Sulla marea nera Obama può giocare con decisione la carta della demagogia, come ha fatto da maestro, anche per un banale fatto, che la sigla Bp, responsabile del disastro, sta per British Petroleum e la sede della compagnia è a Londra. Quindi  Obama ci può andare pesante, sicuro di non urtare interessi americani e anzi magari di conquistarsi qualche gratitudine da parte dei petrolieri americani, notoriamente grandi elettori dell’odiata famiglia Bush. Se la Bp saltasse, sarebbero in molti a brindare in quel di Dallas.

Questo spiega l’incontro con Cameron, a sua volta pressato dalla giusta tutela degli interessi inglesi e probabilmente anche pungolato dai terrorizzati azionisti. Anche se le azioni ordinarie della società sono distribuite tra più di 314 mila azionisti, quasi il 95% di quelle azioni è concentrato in sole 777 mani: fondi di investimento, mega banche e privati, il fior fiore del capitalismo britannico, magari ci sarà anche qualcuno della famiglia reale e molto probabilmente qualcuno che con le sue donazioni ha contribuito al successo elettorale di Cameron.

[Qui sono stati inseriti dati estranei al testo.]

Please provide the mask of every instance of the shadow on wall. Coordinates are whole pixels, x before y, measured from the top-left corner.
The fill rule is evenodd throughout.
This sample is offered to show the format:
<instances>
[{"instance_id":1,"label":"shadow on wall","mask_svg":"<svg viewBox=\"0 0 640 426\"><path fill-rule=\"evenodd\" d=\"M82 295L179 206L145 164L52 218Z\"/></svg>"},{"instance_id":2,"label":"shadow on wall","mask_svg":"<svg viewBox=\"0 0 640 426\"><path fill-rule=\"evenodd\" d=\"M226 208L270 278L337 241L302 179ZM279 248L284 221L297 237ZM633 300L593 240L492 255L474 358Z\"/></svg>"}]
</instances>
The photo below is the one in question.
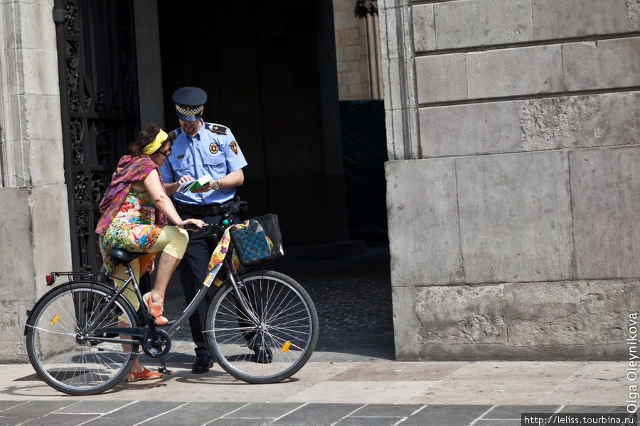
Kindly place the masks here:
<instances>
[{"instance_id":1,"label":"shadow on wall","mask_svg":"<svg viewBox=\"0 0 640 426\"><path fill-rule=\"evenodd\" d=\"M384 101L341 101L340 119L349 238L386 242Z\"/></svg>"}]
</instances>

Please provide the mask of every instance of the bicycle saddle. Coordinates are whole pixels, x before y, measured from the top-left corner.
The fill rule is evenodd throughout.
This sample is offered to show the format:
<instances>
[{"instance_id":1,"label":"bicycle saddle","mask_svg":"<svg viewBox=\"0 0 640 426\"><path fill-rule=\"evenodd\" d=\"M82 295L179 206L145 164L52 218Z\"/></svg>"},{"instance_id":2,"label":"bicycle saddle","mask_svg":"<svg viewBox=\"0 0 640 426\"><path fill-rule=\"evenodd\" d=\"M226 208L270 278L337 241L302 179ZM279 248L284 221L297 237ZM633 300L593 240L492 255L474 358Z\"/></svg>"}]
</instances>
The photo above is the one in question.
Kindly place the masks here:
<instances>
[{"instance_id":1,"label":"bicycle saddle","mask_svg":"<svg viewBox=\"0 0 640 426\"><path fill-rule=\"evenodd\" d=\"M146 253L136 253L133 251L127 251L122 248L114 248L109 252L109 257L113 261L116 265L124 265L132 261L134 258L146 254Z\"/></svg>"}]
</instances>

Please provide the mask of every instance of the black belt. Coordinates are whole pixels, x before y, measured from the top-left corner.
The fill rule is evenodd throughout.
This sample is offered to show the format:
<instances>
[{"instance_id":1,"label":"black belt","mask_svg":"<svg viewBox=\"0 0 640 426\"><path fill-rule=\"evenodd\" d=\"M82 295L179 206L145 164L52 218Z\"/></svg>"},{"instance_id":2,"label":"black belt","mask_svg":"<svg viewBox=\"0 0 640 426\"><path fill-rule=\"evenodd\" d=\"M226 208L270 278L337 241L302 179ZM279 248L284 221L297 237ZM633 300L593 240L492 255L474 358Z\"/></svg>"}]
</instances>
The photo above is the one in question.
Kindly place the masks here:
<instances>
[{"instance_id":1,"label":"black belt","mask_svg":"<svg viewBox=\"0 0 640 426\"><path fill-rule=\"evenodd\" d=\"M229 204L233 200L228 201L221 204L211 204L208 206L188 206L186 204L176 204L176 209L181 216L216 216L226 213L229 210Z\"/></svg>"}]
</instances>

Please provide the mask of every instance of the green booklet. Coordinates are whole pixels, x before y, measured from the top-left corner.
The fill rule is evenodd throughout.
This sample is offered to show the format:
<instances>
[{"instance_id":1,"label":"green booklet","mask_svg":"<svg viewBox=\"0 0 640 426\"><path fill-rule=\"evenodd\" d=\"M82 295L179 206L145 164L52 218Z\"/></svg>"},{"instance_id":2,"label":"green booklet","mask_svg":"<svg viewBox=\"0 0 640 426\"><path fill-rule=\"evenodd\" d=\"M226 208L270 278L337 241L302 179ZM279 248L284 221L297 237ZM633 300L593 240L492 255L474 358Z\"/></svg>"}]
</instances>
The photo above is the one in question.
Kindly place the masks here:
<instances>
[{"instance_id":1,"label":"green booklet","mask_svg":"<svg viewBox=\"0 0 640 426\"><path fill-rule=\"evenodd\" d=\"M180 185L180 187L178 188L178 192L184 193L187 191L193 192L193 190L197 190L200 187L203 185L206 185L208 182L213 180L213 178L209 176L208 175L205 175L204 176L201 176L198 178L197 180L189 180L188 182L185 182L182 185Z\"/></svg>"}]
</instances>

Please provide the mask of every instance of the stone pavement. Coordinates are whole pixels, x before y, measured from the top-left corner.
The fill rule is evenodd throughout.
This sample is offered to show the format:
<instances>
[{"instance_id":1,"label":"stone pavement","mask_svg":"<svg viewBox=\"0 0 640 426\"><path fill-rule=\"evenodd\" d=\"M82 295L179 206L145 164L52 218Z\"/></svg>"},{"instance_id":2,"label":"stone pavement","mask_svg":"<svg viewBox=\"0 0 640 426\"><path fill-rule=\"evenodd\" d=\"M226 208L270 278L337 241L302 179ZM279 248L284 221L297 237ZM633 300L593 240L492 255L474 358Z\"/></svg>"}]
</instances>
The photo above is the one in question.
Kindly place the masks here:
<instances>
[{"instance_id":1,"label":"stone pavement","mask_svg":"<svg viewBox=\"0 0 640 426\"><path fill-rule=\"evenodd\" d=\"M323 262L277 261L303 283L321 319L311 361L273 385L215 366L191 373L188 327L173 337L174 374L97 395L61 394L29 364L0 365L0 426L35 425L520 425L523 413L625 413L620 361L393 361L388 252ZM181 301L168 301L169 312ZM156 364L145 359L150 366Z\"/></svg>"}]
</instances>

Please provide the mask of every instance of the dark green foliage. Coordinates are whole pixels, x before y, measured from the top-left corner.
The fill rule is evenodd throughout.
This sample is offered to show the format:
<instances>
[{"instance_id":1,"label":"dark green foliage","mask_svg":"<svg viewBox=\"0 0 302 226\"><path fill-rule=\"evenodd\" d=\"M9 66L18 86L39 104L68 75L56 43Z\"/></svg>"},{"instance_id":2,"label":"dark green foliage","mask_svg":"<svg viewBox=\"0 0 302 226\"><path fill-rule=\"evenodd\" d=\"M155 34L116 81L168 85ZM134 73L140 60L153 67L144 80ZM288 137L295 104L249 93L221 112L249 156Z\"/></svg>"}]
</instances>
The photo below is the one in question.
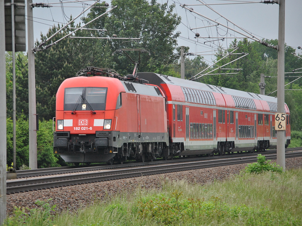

Cameron è arrivato al G 20 molto agguerrito dicendo subito che sui costi che Bp dovrà sostenere per far fronte ai danni causati nel Golfo del Messico ”serve chiarezza”, perché bisogna evitare che si arrivi alla ”distruzione” della compagnia petrolifera:”E’ nell’interesse di tutti che Bp resti una compagnia forte e stabile. E’ una questione che Gran Bretagna e America devono risolvere, per vedere quello che Bp deve fare ma senza che sia trattata in maniera tale da ostacolarne la capacità d’azione. Bp vuole fermare la fuoriuscita di petrolio e ripulire l’area inquinata dalla marea nera. E vuole pagare i pescatori colpiti, i proprietari degli alberghi, e la gente che ha sofferto da questa situazione. E lo farà”. Però è chiaro il messaggio a Obama, che c’è andato giù molto pesante, a colpi di miliardi di dollari, nelle richieste di risarcimento: “Vacci piano, non esagerare con la demagogia, l’Inghilterra non si fa mettere i piedi in testa da te”.

Per essere certo di  presentarsi all’incontro con Obama in forma smagliante, Cameron, arrivato giovedì sera in Canada, ha inserito nel programma della sua giornata di debutto sulla scena dei summit mondiali ”un buon inizio”: un ”po’ di nuoto nel lago”, antistante l’esclusivo resort di Derrhurst, dove sono ospitati i Grandi della terra. ”E’ stato un ottimo inizio di giornata”, ha commentato Cameron, che ha aggiunto essersi trattato di una nuotata forse tra le ”più sicure mai fatte: ero tra due file di poliziotti e probabilmente nel lago c’erano anche gli uomini-rana”.